There are four support workers who are provided by the local authority. Only
one knows a little sign language. Another is doing a course.

Mary,
who is 50, spent all her adult life in a convent until it shut five years ago.
She didn’t want to live with the nuns but was given no choice. "I didn’t
know what happened. I was just put there, I was there."

Mary
wants to live with other deaf people, people who can sign, or by herself.
"I have just got one room and it’s quite small.

"I
get very frustrated. There’s nobody to communicate with in sign language. I sit
there and all I can do is my word puzzle book. It’s boring." Mary spends a
lot of time alone in her room. "The staff are all right.

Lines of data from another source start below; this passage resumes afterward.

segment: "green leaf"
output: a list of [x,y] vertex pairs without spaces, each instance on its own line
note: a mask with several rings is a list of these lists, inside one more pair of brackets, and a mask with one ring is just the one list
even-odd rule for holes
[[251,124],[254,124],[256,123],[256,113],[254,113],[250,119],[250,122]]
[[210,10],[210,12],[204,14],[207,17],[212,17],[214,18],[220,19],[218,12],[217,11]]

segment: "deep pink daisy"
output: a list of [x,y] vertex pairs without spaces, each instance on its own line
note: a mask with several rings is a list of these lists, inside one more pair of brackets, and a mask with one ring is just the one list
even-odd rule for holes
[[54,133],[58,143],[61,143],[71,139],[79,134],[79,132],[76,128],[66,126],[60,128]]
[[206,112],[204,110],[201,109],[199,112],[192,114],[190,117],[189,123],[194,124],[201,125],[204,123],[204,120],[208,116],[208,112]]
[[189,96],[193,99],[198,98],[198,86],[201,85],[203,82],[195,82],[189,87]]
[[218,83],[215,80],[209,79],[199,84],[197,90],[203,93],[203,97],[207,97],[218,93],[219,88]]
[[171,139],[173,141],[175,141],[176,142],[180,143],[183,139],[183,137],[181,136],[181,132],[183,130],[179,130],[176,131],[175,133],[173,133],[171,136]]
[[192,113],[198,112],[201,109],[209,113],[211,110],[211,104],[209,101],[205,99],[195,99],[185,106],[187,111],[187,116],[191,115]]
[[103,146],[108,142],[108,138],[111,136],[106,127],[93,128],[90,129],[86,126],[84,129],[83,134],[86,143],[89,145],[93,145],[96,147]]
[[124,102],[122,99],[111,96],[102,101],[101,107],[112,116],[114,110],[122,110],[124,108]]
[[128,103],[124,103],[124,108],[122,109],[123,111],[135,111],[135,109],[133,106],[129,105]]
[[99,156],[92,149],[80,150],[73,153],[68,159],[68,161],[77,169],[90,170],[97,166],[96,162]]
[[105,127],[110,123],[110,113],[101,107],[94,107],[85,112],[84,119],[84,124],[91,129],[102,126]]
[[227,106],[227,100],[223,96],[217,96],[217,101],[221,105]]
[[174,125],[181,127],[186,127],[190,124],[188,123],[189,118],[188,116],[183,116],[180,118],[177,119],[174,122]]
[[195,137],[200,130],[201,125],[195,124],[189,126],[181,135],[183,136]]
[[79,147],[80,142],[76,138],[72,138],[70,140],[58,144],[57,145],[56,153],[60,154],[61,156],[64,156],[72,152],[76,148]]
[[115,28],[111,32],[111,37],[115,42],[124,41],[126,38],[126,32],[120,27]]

What I do not
like is that all the people talk but they do not use my language."

Mary
works as a volunteer for Change, the national campaign for people with learning
difficulties and sensory impairment. It was here that she met Viv Fox, the
director, who joined in September 1999. Viv sensed Mary’s intense frustration
and began to help her. She learned how to use sign language the way Mary did.
She showed Mary she had rights to expect proper treatment from people in
authority and she taught her life skills.

Mary
has applied for her own place and the support staff. Viv agreed to attend
meetings with Mary about her housing application. "I told Mary it’s all
right to complain, to stand up and be strong."

"I
was fed up and totally bored when I met Viv," Mary recalls. Now she
attends an English class and a social group for deaf people.